Opinion | No one, China included, wants to see the Ukraine war going nuclear
- The longer the war ploughs on, the higher the chance of it turning into a nuclear crisis. To reduce the threat, China must put to good use its access to Russian leader Vladimir Putin and help broker a ceasefire
Major participants in the Russia-Ukraine war, whether involved directly or by proxy, lack agreement about when and how it must end. These varying perspectives result in an unseemly policy scrum, adding more confusion to this humanitarian tragedy. This obscene war, despite the many ways it presses hard on our conscience, is developing a second dimension of amoral abstraction.
Still, by moralising, the Russia-Ukraine war offers the narrow absolutism that obviates the need for reason.
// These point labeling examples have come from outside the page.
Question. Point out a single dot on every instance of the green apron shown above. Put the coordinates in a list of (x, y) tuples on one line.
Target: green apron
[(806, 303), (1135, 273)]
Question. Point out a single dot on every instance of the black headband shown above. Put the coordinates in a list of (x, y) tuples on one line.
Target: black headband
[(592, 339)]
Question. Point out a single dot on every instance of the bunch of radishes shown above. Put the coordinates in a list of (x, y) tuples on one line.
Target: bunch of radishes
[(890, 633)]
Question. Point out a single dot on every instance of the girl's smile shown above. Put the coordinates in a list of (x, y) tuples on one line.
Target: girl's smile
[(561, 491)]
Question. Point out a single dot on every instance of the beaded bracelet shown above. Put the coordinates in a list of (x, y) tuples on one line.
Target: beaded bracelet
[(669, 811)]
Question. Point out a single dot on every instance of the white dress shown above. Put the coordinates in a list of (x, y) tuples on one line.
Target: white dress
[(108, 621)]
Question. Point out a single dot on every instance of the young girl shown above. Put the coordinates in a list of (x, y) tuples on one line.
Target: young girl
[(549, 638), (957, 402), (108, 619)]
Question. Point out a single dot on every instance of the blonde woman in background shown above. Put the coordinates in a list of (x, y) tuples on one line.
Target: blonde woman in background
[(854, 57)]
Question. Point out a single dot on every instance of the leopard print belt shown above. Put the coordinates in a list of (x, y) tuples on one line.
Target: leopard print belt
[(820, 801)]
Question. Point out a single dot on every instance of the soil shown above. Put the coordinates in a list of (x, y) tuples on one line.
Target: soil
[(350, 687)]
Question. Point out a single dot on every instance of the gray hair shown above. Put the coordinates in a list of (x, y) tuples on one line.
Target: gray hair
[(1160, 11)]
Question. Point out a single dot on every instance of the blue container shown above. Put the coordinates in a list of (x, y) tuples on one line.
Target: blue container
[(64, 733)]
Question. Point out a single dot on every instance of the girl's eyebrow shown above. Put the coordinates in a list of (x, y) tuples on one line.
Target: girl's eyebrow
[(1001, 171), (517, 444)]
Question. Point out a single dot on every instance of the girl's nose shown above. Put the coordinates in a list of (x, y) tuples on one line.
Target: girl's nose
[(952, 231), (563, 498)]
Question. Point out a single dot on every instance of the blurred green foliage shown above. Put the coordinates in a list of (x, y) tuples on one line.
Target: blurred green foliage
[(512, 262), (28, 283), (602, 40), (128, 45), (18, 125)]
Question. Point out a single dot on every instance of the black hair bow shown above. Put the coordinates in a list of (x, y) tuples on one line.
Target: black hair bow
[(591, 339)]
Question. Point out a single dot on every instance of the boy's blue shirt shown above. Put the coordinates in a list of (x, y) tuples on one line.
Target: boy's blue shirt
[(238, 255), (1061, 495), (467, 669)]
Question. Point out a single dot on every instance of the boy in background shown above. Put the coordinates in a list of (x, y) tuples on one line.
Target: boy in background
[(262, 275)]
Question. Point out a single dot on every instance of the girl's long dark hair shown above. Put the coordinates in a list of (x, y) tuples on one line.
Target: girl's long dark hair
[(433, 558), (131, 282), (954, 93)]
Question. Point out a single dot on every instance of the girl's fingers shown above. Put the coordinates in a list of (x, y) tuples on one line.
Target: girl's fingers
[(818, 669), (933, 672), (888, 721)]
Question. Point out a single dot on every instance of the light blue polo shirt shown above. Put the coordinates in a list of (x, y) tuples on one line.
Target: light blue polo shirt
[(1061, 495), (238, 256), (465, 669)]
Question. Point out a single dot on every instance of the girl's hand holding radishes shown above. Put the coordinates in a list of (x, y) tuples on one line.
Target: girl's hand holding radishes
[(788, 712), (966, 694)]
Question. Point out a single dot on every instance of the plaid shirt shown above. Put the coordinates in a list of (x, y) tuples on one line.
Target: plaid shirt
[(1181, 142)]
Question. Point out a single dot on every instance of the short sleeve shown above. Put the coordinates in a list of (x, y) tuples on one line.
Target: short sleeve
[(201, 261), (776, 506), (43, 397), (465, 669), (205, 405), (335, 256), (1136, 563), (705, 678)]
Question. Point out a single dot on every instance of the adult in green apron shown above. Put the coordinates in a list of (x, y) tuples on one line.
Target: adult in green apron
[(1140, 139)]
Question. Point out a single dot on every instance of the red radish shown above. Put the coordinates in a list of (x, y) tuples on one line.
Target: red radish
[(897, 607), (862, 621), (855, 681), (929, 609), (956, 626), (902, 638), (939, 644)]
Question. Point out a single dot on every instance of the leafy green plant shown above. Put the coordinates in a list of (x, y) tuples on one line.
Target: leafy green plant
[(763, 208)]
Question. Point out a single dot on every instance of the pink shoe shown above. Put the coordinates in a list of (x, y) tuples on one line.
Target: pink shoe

At this time of great danger – with Covid-19 variants still swirling around – no avenue to a ceasefire should be left unexplored.
A persistent process of entrepreneurial diplomacy is needed. War is not a game; it is deadly. Anger and hatred fuel the feral absolutism of wartime. The longer this war goes on, the greater the risk of an apocalypse.
While Ukraine itself reportedly has no nuclear weapons – Mikhail Gorbachev having arranged their transfer to Russian custody in the aftermath of the collapse of the Soviet empire – its primary patron has plenty in reserve, of course.